Has the diagnosis of Alzheimer’s disease outlived its usefulness? I have felt for some time that the diagnosis of Alzheimer’s disease has no clinical utility. First, one can have Alzheimer’s disease and never become forgetful. Second, one can have Alzheimer’s disease with memory loss but not become demented. Third, one can become demented and not have Alzheimer’s disease. Fourth, we do not know the cause of Alzheimer’s disease as evidenced by the massive failure of amyloid treatments to date. Fifth, there is no pure case of Alzheimer’s disease in the elderly. Finally, there is no specific treatment unique to Alzheimer’s disease.

The real life problem is not that someone has Alzheimer’s disease but rather the practical issue is whether one can be competent to handle the tasks of independent living: self-care, toileting, dressing, doing the checkbook, getting around, learn, being in relationships, etc. Some are more proficient at any of these tasks than others. But the clinical problem develops when one becomes disabled, unable to carry out independent activities in the real world. Dementia is a form of disability. Dementia is by definition irreversible. Dementia may come on suddenly from such things as head injuries or strokes. Dementia may develop over time from such things as Alzheimer’s disease, Lewy Body disease, or Huntington’s chorea.

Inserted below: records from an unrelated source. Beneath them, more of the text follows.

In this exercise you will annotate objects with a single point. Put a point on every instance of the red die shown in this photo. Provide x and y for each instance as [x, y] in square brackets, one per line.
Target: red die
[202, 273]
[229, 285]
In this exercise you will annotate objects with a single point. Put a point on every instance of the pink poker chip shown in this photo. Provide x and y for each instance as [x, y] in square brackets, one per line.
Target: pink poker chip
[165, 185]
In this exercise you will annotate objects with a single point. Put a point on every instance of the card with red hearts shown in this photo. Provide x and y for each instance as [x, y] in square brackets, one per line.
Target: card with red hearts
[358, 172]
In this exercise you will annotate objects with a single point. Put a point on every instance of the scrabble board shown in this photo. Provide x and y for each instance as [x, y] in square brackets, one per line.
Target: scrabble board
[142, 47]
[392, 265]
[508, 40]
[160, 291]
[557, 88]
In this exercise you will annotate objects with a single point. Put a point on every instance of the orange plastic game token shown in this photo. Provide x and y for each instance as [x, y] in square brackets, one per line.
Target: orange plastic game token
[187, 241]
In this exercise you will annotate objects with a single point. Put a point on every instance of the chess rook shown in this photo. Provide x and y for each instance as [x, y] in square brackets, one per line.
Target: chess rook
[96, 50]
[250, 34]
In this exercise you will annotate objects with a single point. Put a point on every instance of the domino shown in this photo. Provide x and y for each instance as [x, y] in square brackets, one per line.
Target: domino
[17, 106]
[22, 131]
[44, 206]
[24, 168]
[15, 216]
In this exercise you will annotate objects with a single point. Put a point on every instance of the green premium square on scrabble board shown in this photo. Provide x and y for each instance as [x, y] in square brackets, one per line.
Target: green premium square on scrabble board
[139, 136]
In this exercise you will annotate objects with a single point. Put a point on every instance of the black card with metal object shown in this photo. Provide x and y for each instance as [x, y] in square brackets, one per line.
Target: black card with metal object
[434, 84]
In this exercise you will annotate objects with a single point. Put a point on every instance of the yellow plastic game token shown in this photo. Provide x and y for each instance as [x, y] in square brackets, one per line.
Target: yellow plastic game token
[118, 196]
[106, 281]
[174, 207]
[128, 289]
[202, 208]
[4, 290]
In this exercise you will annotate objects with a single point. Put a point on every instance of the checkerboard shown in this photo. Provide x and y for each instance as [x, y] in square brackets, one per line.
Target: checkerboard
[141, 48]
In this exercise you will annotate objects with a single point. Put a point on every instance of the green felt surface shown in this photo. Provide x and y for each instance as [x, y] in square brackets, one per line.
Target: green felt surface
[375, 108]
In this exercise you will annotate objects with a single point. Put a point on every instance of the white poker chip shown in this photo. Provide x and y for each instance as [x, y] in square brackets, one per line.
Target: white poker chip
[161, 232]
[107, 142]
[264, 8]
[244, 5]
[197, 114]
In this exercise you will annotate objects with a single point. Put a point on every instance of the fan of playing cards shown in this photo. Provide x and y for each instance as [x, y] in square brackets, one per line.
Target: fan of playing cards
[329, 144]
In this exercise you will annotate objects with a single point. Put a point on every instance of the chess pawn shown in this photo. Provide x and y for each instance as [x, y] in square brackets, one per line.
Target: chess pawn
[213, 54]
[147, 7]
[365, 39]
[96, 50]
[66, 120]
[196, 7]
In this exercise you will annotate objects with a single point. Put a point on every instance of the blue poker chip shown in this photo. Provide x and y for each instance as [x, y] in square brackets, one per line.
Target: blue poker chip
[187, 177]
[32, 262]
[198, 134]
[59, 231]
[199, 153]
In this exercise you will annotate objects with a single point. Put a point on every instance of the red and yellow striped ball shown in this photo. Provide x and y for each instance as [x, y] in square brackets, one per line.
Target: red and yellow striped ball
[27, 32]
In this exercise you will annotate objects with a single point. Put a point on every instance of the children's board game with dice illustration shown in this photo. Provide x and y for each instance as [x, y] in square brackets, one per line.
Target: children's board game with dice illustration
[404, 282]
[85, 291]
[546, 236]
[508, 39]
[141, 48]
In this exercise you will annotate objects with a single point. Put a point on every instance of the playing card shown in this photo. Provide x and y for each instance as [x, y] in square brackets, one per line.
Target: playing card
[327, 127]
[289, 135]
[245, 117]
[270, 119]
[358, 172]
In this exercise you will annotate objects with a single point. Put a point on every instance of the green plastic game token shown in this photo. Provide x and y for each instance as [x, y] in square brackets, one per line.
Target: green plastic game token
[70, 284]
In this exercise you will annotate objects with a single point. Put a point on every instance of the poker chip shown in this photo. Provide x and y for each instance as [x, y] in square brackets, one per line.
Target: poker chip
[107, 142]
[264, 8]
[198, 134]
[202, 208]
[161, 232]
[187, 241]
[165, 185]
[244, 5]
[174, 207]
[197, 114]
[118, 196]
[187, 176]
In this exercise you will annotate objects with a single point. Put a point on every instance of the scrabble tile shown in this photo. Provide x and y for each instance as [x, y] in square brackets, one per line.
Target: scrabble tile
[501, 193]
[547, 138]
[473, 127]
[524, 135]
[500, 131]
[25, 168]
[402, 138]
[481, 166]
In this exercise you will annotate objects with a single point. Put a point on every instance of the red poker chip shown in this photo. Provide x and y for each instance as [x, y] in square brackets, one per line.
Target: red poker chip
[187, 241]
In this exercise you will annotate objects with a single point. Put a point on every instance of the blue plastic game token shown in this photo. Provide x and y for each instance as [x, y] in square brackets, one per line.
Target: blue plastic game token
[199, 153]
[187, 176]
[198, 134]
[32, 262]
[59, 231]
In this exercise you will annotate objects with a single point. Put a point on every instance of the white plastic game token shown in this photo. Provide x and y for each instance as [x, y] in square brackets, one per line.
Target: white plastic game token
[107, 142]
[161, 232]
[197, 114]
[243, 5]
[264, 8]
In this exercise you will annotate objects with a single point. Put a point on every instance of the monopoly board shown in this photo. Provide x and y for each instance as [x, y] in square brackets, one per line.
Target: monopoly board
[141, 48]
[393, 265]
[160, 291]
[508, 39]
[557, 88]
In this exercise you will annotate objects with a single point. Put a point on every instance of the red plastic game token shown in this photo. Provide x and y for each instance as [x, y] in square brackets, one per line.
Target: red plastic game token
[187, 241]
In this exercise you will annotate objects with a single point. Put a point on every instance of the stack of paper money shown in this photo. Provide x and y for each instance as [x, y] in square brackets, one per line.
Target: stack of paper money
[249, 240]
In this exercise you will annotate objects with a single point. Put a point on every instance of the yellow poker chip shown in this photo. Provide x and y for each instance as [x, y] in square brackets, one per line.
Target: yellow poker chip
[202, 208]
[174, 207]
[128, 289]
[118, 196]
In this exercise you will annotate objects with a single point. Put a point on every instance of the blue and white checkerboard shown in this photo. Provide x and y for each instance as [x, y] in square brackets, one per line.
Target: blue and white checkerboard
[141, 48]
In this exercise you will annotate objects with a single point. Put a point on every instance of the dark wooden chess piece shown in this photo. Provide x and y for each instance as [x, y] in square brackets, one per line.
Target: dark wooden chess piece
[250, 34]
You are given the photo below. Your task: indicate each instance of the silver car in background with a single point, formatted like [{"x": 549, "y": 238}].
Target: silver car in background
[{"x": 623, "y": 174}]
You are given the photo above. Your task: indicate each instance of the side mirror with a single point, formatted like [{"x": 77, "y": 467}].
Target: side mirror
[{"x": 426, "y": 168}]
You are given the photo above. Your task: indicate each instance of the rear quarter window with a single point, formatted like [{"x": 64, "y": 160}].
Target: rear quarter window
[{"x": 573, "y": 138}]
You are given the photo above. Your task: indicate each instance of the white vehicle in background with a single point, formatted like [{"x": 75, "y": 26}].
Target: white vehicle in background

Based on autopsy findings very few elderly that become demented have pure Alzheimer’s disease. For example, as we age, the brain is affected by strokes. Most of the strokes are “silent” that is without symptoms. There are small strokes that can be seen upon imaging techniques such as the MRI but we are not aware of events marking them. There are strokes so small that they cannot be seen via imaging like the MRI but can be seen under the microscope during autopsy. These silent strokes alone may double the rate of dementia. It may not be the pathology of Alzheimer’s disease alone that causes one to become demented but rather the added burden of a second pathology that overwhelms the ability to compensate.

So rather than use a term like Alzheimer’s disease wouldn’t we be better off just using labels like Mild Cognitive Impairment (still independent) and dementia (no longer independent)? If we made this change it would allow us to focus our attention on practical skills like doing a checkbook, driving, being able to express oneself, preparing meals, etc. This removes all of the connotations that a label like Alzheimer’s disease has. Rather we could then assess functional skills and develop treatments plans to address them.

We could also become more proactive. For example, we can address issues like cardiovascular disease to reduce (not prevent) the likelihood of ever becoming demented, even if we are unlucky enough to have the pathology that is Alzheimer’s disease. Aggressively treating such factors as blood pressure may reduce the odds of becoming demented by 50%. We can further protect ourselves by not smoking, limiting consumption of alcohol, managing diabetes, exercising, and eating a heart healthy diet.

It is time to redirect our thinking. The label “Alzheimer’s disease” limits our thinking and has outlived its usefulness. It reduces our options. It creates a hopelessness that may be unnecessary. Alzheimer’s disease is a label not an explanation for certain ways the brain becomes less competent with advancing age in some but not all.